Even a monster reaches a point where irritation begins to trickle in, and I believe I was very close to that point. “Deborah, either you start speaking complete sentences that actually make sense, or I'm going back to the lab to polish the spectrometer.”
“There's a break in the case” she said.
“Then why aren't we happy?”
“It's at the Tourist Board” she said.
I opened my mouth to say something witty and cutting, and then I closed it again.
“Yeah” Deborah said. “Almost like somebody had a grudge against the whole state.”
“And you think it's me?” I said, beyond irritation now and all the way to open-mouthed astonishment. She just stared at me. “Debs, I think somebody put lead in your coffee. Florida is my home —you want me to sing “Swanee River?” It might not have been the offer to sing that animated her, but whatever it was she looked at me for another long moment and then jumped up. “Come on, let's get over there” she said.
The? What about Coulter, your partner?”
“He's getting coffee, fuck him,” she said. “Besides, I'd rather partner with a warthog. Come on.” For some reason I did not actually swell with pride at being slightly better than a warthog, but when duty calls, Dexter answers, and I followed her out the door.
The Greater Miami Convention and Visitor's Bureau was in a high-rise building on Brickell Avenue, as befitted its status as a very important organization.
The full majesty of its purpose was reflected in the view from its windows, which showed a lovely slice of downtown and Government Cut, a swathe of Biscayne Bay, and even the nearby Arena where the basketball team shows up from time to time for some really dramatic losses.
It was a wonderful view, almost a postcard, as if to say, “Look —this is Miami: we weren't kidding.” Very few of the Bureau's employees seemed to be enjoying the view today, however. The office resembled a giant oak-lined bee's nest that somebody had poked with a stick. There could not have been more than a handful of employees, but they were flitting in and out of doors and up and down the hallway so rapidly it looked like there were hundreds of them in constant motion, like crazed particles in a whirring jar of oil.
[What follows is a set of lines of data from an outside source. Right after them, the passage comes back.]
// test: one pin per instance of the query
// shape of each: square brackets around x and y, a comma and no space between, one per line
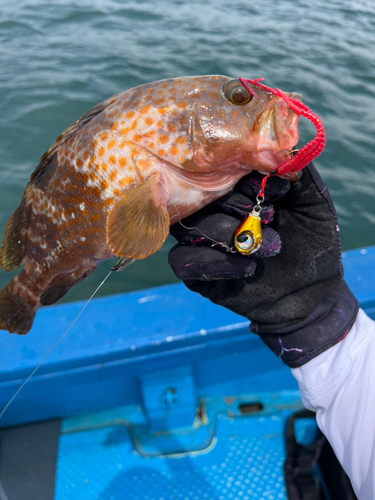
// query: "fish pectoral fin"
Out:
[15,240]
[138,224]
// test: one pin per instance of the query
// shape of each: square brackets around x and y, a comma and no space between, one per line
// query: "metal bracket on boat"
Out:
[169,399]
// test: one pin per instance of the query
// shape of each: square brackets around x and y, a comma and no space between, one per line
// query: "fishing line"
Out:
[222,243]
[53,347]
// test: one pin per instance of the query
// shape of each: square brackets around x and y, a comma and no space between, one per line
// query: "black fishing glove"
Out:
[291,289]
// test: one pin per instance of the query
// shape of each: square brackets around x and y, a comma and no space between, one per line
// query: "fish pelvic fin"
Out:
[13,249]
[17,310]
[138,224]
[62,283]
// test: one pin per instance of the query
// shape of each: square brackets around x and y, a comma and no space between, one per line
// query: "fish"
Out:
[115,180]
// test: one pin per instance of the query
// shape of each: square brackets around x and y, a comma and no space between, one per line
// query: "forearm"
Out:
[340,386]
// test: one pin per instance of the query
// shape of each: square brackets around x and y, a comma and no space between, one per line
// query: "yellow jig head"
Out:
[248,235]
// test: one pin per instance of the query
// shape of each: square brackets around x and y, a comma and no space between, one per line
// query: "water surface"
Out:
[58,59]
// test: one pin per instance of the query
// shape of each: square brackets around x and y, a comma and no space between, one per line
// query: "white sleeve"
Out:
[339,385]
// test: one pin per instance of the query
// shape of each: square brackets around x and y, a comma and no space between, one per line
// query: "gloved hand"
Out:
[291,289]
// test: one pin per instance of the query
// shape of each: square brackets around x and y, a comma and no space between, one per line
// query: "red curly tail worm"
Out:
[310,150]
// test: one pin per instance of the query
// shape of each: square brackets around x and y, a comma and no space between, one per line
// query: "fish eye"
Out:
[245,241]
[236,93]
Deborah stood at the receptionist's desk for two full minutes —a lifetime as far as her sense of patience was concerned —before a large woman paused and stared at her.
“What do you want?” the woman demanded.
Debs immediately flashed her badge. “I'm Sergeant Morgan. From the police?”
“Oh my God” the woman said. “I'll get Jo Anne” and disappeared through a door on the right. Deborah looked at me as if it was my fault and said, “Jesus” and then the door slammed open again and a small woman with a long nose and a short haircut came barreling out.
“Police?” she said with real outrage in her voice. She looked beyond us and then back to Deborah. “You're the police? What, the pin-up police?”
Of course, Deborah was used to having people challenge her, but usually not quite so brutally. She actually blushed a little before she held up her badge again and said, “Sergeant Morgan. Do you have some information for us?”
“This is no time for being politically correct” the woman said. I need Dirty Harry, and they send Legally Blonde.” Deborah's eyes narrowed and the pretty red flush left her cheeks.